Delicious Cream Cheese Stuffed Poblano Peppers Recipe
Preparing this dish requires only a handful of basic ingredients, whose precise measurements can be found in the recipe card provided below.
Prep Time: 5 minutes minutes
Cook Time: 20 minutes minutes
Total Time: 25 minutes minutes
Course: Appetizer
Cuisine: Mexican
Keyword: Delicious Cream Cheese Stuffed Poblano Peppers Recipe
Servings: 2
Calories: 443kcal
- 3 poblano peppers stems and seeds removed
- 4 oz Mexican shredded cheese
- 4 oz cream cheese
- 1 tsp paprika
- 1 tsp chili powder
- Juice
- Salt to taste
- Olive oil for cooking.
Preheat your oven to 375 F (190 C).
Slice each poblano pepper in half lengthwise and remove the stems and seeds. Place the pepper halves inside-up on a baking sheet.

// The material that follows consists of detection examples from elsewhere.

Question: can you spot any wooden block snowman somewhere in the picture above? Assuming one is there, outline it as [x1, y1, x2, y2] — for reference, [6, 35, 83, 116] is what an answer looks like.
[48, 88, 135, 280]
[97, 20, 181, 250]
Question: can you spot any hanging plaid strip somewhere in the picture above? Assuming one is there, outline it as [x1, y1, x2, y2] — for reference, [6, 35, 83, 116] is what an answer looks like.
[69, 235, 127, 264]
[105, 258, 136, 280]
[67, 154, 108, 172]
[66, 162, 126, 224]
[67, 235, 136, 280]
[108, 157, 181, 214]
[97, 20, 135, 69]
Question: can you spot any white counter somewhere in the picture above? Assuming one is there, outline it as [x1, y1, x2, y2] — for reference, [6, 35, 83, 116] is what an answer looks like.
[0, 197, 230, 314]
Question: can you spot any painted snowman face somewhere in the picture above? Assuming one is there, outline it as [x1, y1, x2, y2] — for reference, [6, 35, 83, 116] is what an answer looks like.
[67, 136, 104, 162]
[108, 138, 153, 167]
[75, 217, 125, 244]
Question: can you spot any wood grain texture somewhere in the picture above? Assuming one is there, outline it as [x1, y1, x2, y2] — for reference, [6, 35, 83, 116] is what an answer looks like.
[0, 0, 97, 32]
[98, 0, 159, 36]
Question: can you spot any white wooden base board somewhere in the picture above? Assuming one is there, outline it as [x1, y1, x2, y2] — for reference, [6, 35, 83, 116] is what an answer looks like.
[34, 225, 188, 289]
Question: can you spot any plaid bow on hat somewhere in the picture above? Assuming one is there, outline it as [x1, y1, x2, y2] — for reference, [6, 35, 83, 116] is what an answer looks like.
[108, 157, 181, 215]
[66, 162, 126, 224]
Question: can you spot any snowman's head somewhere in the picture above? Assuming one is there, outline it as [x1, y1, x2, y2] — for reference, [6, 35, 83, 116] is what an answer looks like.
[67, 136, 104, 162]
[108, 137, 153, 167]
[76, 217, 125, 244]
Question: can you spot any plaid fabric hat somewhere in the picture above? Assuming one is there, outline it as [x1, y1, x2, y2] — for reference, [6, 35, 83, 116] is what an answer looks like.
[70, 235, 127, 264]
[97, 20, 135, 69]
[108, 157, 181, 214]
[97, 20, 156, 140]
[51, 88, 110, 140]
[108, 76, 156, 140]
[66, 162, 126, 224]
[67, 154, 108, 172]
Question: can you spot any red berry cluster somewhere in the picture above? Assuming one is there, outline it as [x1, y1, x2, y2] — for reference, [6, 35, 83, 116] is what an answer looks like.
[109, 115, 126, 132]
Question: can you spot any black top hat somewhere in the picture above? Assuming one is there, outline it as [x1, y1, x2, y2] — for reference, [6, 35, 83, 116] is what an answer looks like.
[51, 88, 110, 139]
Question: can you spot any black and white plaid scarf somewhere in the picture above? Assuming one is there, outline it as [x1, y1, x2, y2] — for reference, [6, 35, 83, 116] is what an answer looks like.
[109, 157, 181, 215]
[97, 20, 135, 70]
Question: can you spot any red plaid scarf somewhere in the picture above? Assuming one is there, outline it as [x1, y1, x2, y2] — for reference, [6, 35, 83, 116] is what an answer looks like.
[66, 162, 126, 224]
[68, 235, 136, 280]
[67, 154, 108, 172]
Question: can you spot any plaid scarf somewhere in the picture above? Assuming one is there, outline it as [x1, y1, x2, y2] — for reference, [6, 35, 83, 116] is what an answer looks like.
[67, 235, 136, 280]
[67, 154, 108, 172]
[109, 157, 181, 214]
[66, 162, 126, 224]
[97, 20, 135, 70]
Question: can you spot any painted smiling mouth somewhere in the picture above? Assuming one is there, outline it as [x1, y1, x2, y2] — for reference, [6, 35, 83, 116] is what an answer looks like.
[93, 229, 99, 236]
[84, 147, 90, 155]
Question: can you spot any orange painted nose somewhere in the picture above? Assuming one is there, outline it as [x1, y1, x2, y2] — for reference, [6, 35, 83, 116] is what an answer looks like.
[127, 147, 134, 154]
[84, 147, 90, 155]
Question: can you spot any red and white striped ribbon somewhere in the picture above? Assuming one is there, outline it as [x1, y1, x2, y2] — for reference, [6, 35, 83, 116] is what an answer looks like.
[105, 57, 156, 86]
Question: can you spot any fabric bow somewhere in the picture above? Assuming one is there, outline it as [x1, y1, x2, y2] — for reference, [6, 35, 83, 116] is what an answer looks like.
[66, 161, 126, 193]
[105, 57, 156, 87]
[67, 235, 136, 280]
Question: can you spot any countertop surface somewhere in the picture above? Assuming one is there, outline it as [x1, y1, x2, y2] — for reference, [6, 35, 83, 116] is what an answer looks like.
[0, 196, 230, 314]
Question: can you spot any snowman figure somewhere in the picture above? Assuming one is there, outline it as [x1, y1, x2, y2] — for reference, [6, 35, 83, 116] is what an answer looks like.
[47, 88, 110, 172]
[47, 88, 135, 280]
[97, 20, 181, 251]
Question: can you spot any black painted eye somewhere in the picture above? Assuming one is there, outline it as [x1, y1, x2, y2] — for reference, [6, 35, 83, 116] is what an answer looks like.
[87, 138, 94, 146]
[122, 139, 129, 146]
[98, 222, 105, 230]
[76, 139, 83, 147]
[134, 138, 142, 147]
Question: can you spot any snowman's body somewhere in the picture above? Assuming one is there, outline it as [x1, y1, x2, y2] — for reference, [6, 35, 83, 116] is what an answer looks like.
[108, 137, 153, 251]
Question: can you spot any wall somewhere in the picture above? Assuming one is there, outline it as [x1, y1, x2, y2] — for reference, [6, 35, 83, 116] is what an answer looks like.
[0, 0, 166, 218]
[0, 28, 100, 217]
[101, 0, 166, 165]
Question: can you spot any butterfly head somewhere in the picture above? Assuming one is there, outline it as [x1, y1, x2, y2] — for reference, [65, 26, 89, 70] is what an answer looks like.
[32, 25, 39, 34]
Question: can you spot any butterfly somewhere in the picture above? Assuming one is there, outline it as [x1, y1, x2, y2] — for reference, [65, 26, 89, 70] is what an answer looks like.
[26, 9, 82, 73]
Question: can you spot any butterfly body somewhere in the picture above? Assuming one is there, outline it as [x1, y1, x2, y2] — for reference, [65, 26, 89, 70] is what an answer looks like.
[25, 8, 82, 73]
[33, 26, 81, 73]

In a separate mixing bowl, combine the shredded cheese, cream cheese, paprika, chili powder, and lime juice. Mix thoroughly until well-combined.
Spoon a generous layer of the cheese mixture onto each poblano pepper half, using your hands to press it into the pepper.
Drizzle a little bit of olive oil on top of each pepper half.
Bake in the preheated oven for approximately 10 minutes, or until the cheese is melted and the peppers are cooked to your desired level of tenderness.
Remove from the oven, allow to cool for a few minutes, and enjoy!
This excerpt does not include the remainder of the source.